Socrates Rizzo, ex-gouverneur de l'État mexicain de Nuevo León, se dit sans doute qu'il a perdu l'occasion de se taire. Ce baron du Parti de la révolution institutionnelle (PRI), formation centriste qui a gouverné le Mexique pendant 70 ans avant d'être évincée par la droite en 2000, a affirmé la semaine dernière qu'il n'existait pas de problème de violence durant ce long règne étant donné que «le gouvernement exerçait un contrôle strict sur les routes du narcotrafic, et c'est ainsi que le problème était résolu». Ô scandale...

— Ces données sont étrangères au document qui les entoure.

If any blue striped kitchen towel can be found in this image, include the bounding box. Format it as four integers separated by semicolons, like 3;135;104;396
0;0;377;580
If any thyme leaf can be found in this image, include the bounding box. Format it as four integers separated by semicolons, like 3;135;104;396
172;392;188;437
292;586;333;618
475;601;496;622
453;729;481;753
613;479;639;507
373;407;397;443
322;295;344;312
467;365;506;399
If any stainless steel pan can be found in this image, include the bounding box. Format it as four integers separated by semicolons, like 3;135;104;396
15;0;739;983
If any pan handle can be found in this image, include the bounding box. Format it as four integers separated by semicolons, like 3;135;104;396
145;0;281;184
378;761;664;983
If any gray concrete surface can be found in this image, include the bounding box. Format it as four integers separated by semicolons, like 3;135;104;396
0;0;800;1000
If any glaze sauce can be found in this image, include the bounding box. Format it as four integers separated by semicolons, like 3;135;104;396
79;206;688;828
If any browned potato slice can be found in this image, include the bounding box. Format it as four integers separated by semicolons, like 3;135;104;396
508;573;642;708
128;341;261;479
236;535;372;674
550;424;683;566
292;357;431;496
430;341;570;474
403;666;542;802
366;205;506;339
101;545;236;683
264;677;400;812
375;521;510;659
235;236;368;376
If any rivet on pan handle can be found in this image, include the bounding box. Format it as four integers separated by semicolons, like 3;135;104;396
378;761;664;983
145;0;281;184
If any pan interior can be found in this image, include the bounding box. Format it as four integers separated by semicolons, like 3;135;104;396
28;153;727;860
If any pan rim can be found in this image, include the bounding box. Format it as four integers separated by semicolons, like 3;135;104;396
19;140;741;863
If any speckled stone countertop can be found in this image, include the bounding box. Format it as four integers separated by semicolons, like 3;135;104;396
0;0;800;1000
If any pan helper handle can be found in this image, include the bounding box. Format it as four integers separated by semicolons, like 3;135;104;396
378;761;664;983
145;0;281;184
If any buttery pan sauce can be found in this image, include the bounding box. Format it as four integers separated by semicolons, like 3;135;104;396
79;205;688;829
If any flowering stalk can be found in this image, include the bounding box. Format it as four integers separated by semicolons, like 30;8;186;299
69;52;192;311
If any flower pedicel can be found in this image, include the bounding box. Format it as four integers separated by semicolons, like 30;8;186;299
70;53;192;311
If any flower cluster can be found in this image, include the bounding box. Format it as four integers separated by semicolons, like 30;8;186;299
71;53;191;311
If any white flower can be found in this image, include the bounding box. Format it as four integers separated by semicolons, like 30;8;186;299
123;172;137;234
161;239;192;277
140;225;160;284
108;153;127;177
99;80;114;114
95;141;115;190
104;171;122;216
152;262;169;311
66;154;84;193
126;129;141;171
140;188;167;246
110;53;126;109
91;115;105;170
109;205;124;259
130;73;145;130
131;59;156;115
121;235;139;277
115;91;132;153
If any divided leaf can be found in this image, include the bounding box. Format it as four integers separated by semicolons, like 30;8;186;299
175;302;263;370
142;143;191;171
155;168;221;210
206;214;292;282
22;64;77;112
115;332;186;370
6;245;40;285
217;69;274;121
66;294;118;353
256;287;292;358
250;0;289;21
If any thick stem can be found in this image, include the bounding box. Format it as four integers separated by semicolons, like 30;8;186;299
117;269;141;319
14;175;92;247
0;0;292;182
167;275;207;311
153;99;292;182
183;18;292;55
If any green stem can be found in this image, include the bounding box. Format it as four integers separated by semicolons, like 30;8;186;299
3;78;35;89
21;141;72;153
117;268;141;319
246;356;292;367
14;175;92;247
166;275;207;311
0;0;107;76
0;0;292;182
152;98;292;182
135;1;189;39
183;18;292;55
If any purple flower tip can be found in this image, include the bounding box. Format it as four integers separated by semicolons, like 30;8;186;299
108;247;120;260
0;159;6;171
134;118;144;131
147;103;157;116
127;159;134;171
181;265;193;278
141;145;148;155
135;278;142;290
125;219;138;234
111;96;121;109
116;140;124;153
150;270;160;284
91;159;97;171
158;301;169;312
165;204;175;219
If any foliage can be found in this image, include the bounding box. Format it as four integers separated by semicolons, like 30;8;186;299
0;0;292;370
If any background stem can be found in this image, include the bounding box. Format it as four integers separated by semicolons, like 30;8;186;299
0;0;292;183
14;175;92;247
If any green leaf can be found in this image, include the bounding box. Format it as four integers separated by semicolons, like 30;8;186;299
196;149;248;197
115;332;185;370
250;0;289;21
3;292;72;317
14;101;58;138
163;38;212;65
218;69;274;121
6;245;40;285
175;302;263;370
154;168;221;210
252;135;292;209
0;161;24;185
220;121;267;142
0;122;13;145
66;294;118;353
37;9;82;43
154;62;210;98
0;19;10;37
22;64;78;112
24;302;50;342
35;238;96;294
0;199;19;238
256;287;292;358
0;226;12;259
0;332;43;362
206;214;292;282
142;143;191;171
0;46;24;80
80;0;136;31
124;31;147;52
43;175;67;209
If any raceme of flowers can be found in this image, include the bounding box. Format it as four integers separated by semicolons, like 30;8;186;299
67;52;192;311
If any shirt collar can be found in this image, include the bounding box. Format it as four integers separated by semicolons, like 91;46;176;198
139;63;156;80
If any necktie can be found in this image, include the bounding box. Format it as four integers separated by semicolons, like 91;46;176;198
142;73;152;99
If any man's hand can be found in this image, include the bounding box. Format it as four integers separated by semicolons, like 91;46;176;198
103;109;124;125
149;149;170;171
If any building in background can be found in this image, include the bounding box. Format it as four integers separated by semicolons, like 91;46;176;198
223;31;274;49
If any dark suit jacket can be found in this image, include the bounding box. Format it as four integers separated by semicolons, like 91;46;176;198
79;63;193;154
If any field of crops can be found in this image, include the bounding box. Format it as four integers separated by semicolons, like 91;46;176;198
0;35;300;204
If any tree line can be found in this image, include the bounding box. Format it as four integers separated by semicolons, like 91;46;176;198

Ces propos ont immédiatement été récupérés par le Parti d'action nationale (PAN), du président Felipe Calderon, pour accuser le PRI d'avoir autrefois scellé un pacte déshonorant avec les narcotrafiquants. Les conservateurs ont réclamé la comparution de Rizzo devant la justice pour engager des poursuites contre les artisans du prétendu pacte. La droite accuse le PRI de préparer son retour au pouvoir en 2012 en négociant, dès maintenant, la paix avec les cartels. En distillant ce genre de déclarations, le PRI voudrait répandre dans l'électorat l'idée qu'il sait comment gérer le problème du narcotrafic, estiment les commentateurs politiques.

Luttes intestines

«Tout indique que ce pacte a bel et bien existé», juge Martin Gabriel Barron, expert en matière de sécurité et de crime organisé à l'Institut national des sciences pénales. «Sinon, comment expliquer l'essor des cartels mexicains de la drogue sous les gouvernements du PRI?» En décidant d'affronter les cartels et d'envoyer 45 000 militaires à leurs trousses, le président Felipe Calderon aurait chamboulé l'harmonie du trafic.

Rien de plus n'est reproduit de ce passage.